Search code examples
javascripttime-seriesindexeddbdexie

Efficient storage and retrieval of time series data with indexedDb


I am looking at storing and retrieving time-series data with javascript in a web browser. I am expecting to have between 500 - 5000 floating point items to trend at a once a second interval. When storing each item would have a unique tag name, the same timestamp (Date.now()), and a floating point value.

When retrieving the data I am usually interested in getting an array of values for a single tag name where the timestamps fall within a specified range.

My issue is that I don't understand the indexedDb data model and API. Is it possible to store all my new values (generated once a second for all 1000 tags) with a single call?

I have experimented a little bit with Dexie as a wrapper around indexedDb and this was my test code:

async function start() {

  // Define database

  await Dexie.delete('trendDatabase');
  var db = new Dexie("trendDatabase");
  db.version(1).stores({
    trends: '++id,trendId,timestamp,value'
  });

  console.log ("Using Dexie v" + Dexie.semVer);

  // Query Database
  var result1 = await db.open();

  //add 1000 values for two trends

  var trendId1 = "FI-100";
  var trendId2 = "FI-200";
  var t1 = Date.now(); 
  for (var i=0; i<1000; i++) {
      var timestamp1 = t1 - (1000 + i) * 1000;
      var value1 = Math.sin(i/10)*8;
      var storeResult = await db.trends.add({trendId: trendId1, timestamp: timestamp1, value: value1});
      var value2 = Math.cos(i/100)*4;
      var storeResult = await db.trends.add({trendId: trendId2, timestamp: timestamp1, value: value1});
  }
  var t2 = Date.now();
  console.log("Took: ", t2 - t1);
  var t3 = Date.now();
  console.log("Took: ", t3 - t2);
  console.log(result3); 
  var result4 = db.delete();

}

The biggest problem is how slow the storage is. On my laptop it takes 52 seconds to store 2000 points of data (but only 11 ms to retrieve 1000 points). On my desktop with optane storage it takes about 2 seconds to store. In either case, this is far too slow. I need to be able to store once a second so I need a storage speed of < 1000 ms and ideally < 100 ms.

Are there better ways to structure time-series data in indexedDb?

One idea I had was that I could store the most recent 100 points of data for ALL trends at once and then write blocks of 100 points per individual trend (in a rotating order through every trend) to reduce the number of write calls by a factor of 100. This would also make so for retrieving recent data (in the last 100 seconds) I would end up getting values for all 1000 tags when I only wanted a handful of them, so I would have to do some work filtering out the non-relevant data.
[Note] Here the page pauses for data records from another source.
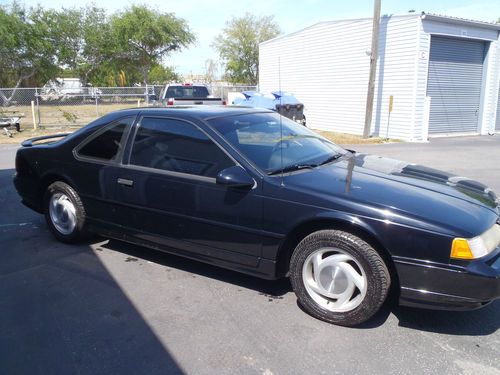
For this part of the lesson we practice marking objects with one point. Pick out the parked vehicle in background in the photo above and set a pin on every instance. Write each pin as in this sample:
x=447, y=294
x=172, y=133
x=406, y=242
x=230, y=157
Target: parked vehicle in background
x=252, y=191
x=285, y=103
x=188, y=94
x=64, y=88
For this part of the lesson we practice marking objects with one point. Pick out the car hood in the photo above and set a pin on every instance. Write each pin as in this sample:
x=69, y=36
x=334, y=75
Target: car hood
x=399, y=191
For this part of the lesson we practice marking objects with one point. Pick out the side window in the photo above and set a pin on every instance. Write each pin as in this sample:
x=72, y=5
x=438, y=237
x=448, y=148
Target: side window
x=107, y=145
x=177, y=146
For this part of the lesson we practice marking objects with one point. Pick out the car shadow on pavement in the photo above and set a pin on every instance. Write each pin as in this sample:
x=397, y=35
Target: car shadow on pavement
x=482, y=322
x=61, y=311
x=267, y=288
x=477, y=323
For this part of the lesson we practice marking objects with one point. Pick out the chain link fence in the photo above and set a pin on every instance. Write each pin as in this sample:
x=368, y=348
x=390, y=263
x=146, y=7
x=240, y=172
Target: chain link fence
x=47, y=107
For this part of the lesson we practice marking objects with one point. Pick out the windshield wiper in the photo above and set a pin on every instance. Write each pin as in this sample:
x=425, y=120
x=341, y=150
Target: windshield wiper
x=291, y=168
x=331, y=158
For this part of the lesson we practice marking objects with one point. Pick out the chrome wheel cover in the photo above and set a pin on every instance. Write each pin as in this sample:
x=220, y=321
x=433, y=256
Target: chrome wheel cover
x=334, y=279
x=62, y=213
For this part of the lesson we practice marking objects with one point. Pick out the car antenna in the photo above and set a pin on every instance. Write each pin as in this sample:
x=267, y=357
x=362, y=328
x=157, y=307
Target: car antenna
x=281, y=121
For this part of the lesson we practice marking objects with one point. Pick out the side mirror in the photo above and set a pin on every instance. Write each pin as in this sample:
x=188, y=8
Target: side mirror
x=235, y=177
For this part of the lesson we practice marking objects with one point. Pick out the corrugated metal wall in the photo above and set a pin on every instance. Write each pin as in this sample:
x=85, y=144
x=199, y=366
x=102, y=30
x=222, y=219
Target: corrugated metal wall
x=455, y=84
x=326, y=66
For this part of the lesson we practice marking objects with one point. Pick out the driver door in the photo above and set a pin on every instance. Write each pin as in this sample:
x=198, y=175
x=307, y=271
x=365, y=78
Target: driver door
x=171, y=195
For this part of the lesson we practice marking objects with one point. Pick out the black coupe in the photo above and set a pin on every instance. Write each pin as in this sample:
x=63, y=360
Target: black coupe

This approach is probably workable, but I wanted to query the community before I went through all the trouble to see if there are better approaches or any other projects/libraries for doing such a thing.


Solution

  • Good you found Table.bulkAdd() to use instead of Table.add() (saw your own response to the question)

    For the querying part, I understood you want to include both tag and timeRange in your query.

    I suppose the tag part is the same as trendId?

    If so, I would suggest you to migrate the schema to use a compound index of [trendId+timestamp] for more efficient queries.

    Would also recommend you to keep the db instance outside the start() function. Declare it in a module and export it.

    db.js

    // db.js
    export const db = new Dexie('trendDatabase');
    
    db.version(1).stores({
      trends: '++id,trendId,timestamp,value'
    });// (Keep version 1 if you or your users have it installed)
    
    // Migrate schema:
    db.version(2).stores({
      trends: '++id, [trendId+timestamp]'
    });
    

    query.js

    // query.js
    import { db } from './db';
    
    export function query(trendId, timeFrom, timeTo) {
      return db.trends
        .where('[trendId+timestamp]')
        .between([trendId, timeFrom], [trendId, timeTo])
        .toArray();
    }
    

    log.js

    import { db } from './db';
    
    export async function log(trends) {
      await db.trends.bulkAdd(trends);
    }
    

    As you can see, you only need to index the properties that you will use in a where-clause. That doesn't mean you can store other properties with each object.